The square had been the Place de Grève until 1830; a place of celebrations and official functions, which sometimes combined when there was an execution. In this square, so Levassier said, Ravaillac, the man who’d assassinated Henry IV, had his dagger hand burned off; his torso torn open with sharp tongs, and the wounds filled with boiling oil. Then, while he still lived, his body was pulled asunder by horses . . . And in this
Place,
other criminals, and supposed criminals, had been “broken on the wheel,” their bones crushed by an executioner wielding a heavy bar; others were simply hung or axed or guillotined, events reliably attended by great crowds of the rich and the poor, enjoying the spectacle.

The spectacle had arisen again, like a ghost who returns on lunar cycles. But today there would be no executions.
Except perhaps one execution,
Torrence thought:
Truth,
Smoke would probably say,
will be guillotined here today.

They raised the instrument of that particular execution: a television monitor big as a movie screen, humming upright on the back of the sound truck parked to the left on the stage. On it, almost immediately, was an image of the Arc de Triomphe, unfurling in pixels like an electronic flag.

Daniel Torrence, whose
nom de guerre
had been Hard-Eyes, looked at the scene through the shutters of apparently hunger-blurred eyes, seeming to see only the podium, the flag, the image of the erstwhile Arc: the symbols. Some other observer behind the shutters of his eyes saw the blank boxes set up to one side of the stage: holographic-shading projectors camouflaged as sound equipment.
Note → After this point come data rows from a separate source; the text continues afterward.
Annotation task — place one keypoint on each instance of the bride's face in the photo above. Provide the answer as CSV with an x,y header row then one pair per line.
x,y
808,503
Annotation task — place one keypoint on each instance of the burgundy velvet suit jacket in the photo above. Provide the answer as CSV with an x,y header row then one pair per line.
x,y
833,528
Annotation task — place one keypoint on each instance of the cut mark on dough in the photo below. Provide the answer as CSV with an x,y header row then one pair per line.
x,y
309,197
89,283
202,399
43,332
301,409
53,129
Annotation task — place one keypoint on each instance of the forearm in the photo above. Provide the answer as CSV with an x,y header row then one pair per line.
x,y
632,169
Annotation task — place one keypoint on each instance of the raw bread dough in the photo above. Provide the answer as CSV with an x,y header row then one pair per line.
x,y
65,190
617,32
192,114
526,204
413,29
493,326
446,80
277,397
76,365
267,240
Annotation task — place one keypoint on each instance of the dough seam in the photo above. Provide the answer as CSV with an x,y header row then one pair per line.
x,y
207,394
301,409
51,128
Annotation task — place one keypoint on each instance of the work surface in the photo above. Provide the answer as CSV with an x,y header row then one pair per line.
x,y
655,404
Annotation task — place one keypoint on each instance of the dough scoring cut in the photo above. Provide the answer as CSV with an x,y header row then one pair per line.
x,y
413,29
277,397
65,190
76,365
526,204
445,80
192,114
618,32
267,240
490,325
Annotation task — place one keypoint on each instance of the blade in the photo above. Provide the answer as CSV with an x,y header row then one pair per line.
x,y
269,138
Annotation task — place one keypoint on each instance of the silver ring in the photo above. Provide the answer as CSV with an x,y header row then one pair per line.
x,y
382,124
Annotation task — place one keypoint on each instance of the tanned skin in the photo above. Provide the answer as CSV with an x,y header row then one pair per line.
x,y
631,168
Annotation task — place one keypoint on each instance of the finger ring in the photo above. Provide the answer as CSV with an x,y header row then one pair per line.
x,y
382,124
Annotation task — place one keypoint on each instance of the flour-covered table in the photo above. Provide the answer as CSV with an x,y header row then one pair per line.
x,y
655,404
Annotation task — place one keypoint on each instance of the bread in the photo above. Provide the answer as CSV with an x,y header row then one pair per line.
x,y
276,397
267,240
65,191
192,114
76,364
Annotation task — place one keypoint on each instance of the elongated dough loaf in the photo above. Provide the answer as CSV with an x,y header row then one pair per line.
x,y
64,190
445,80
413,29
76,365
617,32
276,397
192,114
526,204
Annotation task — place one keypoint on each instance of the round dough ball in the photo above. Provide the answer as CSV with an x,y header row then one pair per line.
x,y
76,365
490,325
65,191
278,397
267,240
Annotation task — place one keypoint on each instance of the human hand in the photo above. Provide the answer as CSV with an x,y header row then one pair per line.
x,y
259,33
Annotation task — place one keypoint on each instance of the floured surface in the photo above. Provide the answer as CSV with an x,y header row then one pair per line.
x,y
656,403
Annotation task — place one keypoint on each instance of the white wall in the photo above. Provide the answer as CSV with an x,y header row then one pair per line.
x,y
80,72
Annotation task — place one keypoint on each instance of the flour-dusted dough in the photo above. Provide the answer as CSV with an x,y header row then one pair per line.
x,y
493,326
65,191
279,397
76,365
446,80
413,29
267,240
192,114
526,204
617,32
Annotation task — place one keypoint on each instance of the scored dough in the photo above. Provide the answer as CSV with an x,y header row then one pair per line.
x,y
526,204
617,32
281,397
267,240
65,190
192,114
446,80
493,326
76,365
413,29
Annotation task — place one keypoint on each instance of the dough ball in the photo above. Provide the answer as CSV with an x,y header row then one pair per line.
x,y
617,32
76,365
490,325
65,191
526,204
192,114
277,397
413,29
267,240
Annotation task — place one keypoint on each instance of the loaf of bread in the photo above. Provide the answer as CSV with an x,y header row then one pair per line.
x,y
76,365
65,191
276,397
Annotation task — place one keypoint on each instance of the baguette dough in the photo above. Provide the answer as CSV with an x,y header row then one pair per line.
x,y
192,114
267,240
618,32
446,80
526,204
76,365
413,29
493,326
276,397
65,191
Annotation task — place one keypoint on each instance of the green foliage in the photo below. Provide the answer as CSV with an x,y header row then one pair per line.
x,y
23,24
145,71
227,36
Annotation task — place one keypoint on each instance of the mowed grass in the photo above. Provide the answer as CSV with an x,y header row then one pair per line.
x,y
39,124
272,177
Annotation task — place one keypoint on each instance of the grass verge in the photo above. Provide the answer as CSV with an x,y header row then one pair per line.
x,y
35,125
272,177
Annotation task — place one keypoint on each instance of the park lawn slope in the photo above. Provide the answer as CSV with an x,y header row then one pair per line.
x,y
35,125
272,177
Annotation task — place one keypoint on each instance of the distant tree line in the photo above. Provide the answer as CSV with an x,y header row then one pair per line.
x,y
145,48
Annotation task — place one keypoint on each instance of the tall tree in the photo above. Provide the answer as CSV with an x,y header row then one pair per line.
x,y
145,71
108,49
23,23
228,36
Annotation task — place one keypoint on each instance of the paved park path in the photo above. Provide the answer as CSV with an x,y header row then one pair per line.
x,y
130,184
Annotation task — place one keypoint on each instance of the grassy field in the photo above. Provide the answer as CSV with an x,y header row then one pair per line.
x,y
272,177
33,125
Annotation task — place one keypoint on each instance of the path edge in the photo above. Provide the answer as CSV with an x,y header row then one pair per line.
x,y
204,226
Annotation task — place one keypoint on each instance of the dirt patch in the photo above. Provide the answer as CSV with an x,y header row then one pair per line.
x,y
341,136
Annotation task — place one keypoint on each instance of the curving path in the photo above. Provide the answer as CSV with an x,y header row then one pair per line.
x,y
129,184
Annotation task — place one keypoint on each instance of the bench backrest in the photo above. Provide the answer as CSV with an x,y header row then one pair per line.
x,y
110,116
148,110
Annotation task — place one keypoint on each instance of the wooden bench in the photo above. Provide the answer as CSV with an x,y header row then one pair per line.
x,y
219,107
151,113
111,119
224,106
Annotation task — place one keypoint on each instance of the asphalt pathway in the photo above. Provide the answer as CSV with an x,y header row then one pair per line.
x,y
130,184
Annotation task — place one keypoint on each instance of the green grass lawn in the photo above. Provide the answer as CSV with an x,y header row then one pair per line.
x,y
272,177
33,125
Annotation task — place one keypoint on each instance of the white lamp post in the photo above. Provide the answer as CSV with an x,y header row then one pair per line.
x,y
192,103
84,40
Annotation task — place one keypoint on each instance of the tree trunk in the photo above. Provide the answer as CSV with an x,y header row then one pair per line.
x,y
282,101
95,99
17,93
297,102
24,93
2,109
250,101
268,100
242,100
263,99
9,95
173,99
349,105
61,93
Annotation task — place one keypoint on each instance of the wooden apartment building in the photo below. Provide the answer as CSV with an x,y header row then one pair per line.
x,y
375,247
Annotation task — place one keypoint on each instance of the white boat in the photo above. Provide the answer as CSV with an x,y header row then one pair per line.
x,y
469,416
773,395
And, without looking directly at them, he saw that Danco and Lina Pasolini and Charles Cordenne, looking as drab and inconspicuous as Torrence, were in position in the crowd. They stood at points diametrical to him, facing the stage.

The guards slid the paper-thin antiprojectile styrene into place in front of the stage now; stuff so thin and transparent and glare-resistant you couldn’t see it from most angles. It would stop bullets; it wouldn’t stop the interference projector hidden under Torrence’s rain slicker.